6. Prodotti alimentari a base di cannabis
I prodotti a base di cannabis sono sempre più riconosciuti come alimenti benefici. I semi sono un'utile fonte dietetica ad alto contenuto di proteine, lipidi, PUFA, fibre insolubili e carboidrati facilmente digeribili. Hanno un rapporto favorevole tra PUFA omega-6 e PUFA omega-3, sono abbastanza adatti alla nutrizione umana e aiutano nella salute cardiovascolare, eczema, stitichezza, atopia e tumori, tra gli altri disturbi. La materia vegetale di cannabis può essere utilizzata per produrre una varietà di prodotti alimentari. Un prodotto a base di cannabis è un alimento che contiene componenti della cannabis e può essere consumato come oli, capsule piene di olio o tinture nella pratica medicinale. Diversi prodotti alimentari a base di cannabis sono disponibili per uso 1rezionale. I semi sono per lo più compressi per l'estrazione dell'olio, ma possono anche essere trovati in una varietà di altri prodotti, come yogurt aromatizzato, farina di canapa, prodotti da forno, latte di canapa, proteine in polvere di semi e salsa aromatizzante, così come barrette energetiche, praline e cioccolatini, tra gli altri (Figura 2). Anche se i semi e i prodotti di cannabis sono ampiamente utilizzati nel moderno settore alimentare, i fiori, le foglie e i germogli di cannabis vengono anche consumati crudi in succhi o insalate. Importanti sostanze chimiche bioattive, come polifenoli e cannabinoidi, vengono aggiunte a prodotti alimentari che non sono presenti nei semi o si trovano in quantità minori [71].

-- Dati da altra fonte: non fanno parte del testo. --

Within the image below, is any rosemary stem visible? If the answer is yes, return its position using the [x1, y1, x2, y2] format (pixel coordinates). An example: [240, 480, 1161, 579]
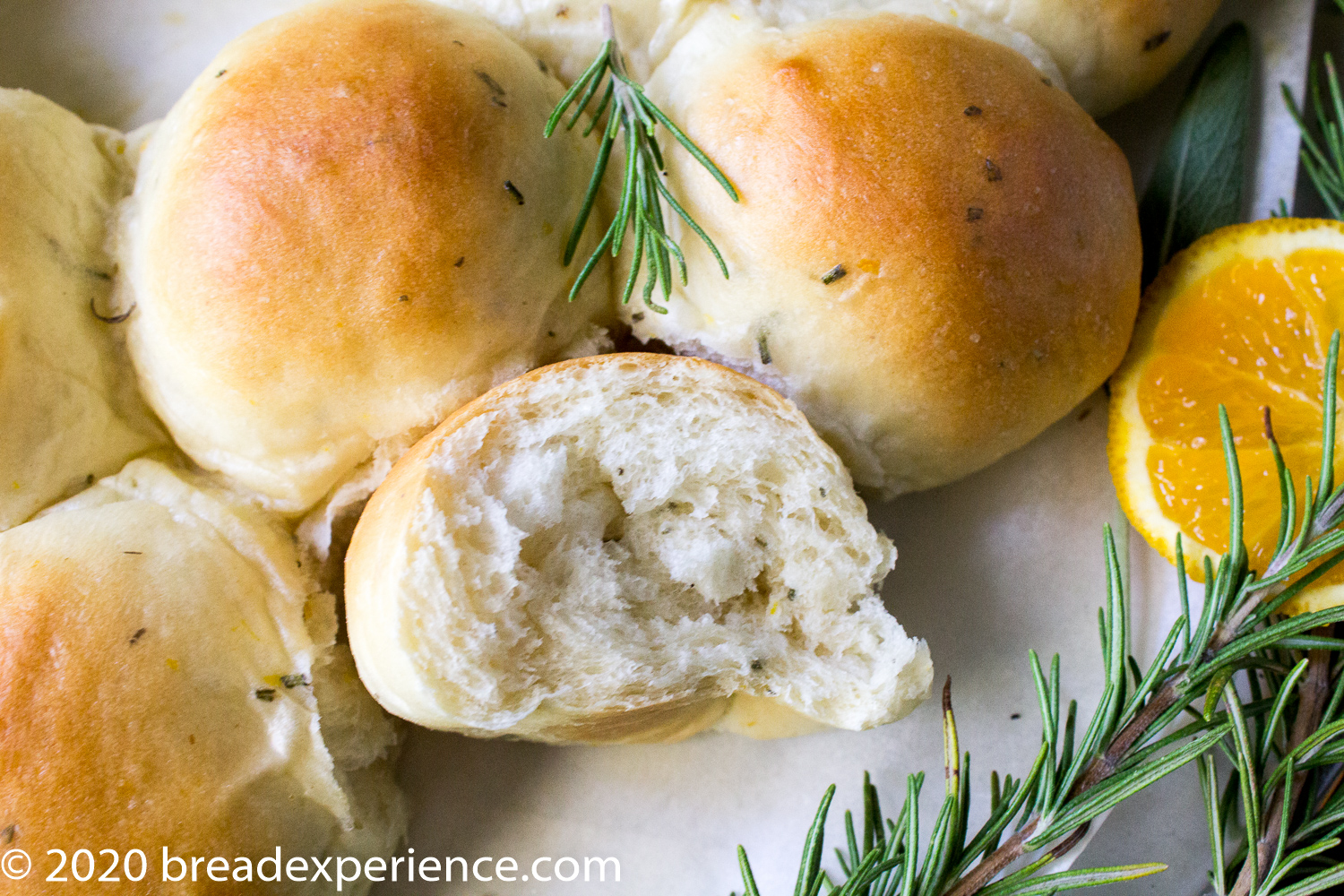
[1228, 636, 1332, 896]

L'uso alimentare della cannabis rappresenta il 7,29% di tutti gli usi nel database globale CAUSE, con il 58,72% di essi corrispondenti a pasti tradizionali e il 41,28% a bevande tradizionali. I semi (43,60%) sono la parte vegetale più comunemente utilizzata per scopi alimentari. Poiché i semi offrono abbondanti proteine facilmente digeribili e foraggio grezzo nutrizionale, sono ancora considerati un'ottima fonte di cibo per le persone anziane in tutta l'Asia. Secondo i risultati, i semi sono tipicamente schiacciati per oli (17,65%) e sottaceti (14,71%). I ricercatori hanno anche trovato descrizioni di loro utilizzati nelle bevande, come condimento e come prodotto arrosto o simile alla cagliata. Le foglie di cannabis sono la seconda parte vegetativa più comunemente consumata (37,18%), principalmente nelle bevande tradizionali (come il bhang,60,34%), e anche fritte o utilizzate in altre ricette. (cintancheSi stima che l'industria mondiale della cannabis valga 20,5 miliardi di dollari nel 2020, salendo a 90,4 miliardi di dollari entro il 2026. Inoltre, c'è anche una previsione che l'industria alimentare e delle bevande infusa con cannabis aumenterà di 22,18 miliardi di dollari tra il 2020 e il 2024, segnando un tasso di crescita annuale composito del 22% in tutto questo periodo, mettendo i prodotti alimentari a base di cannabis in una posizione eccezionale [72].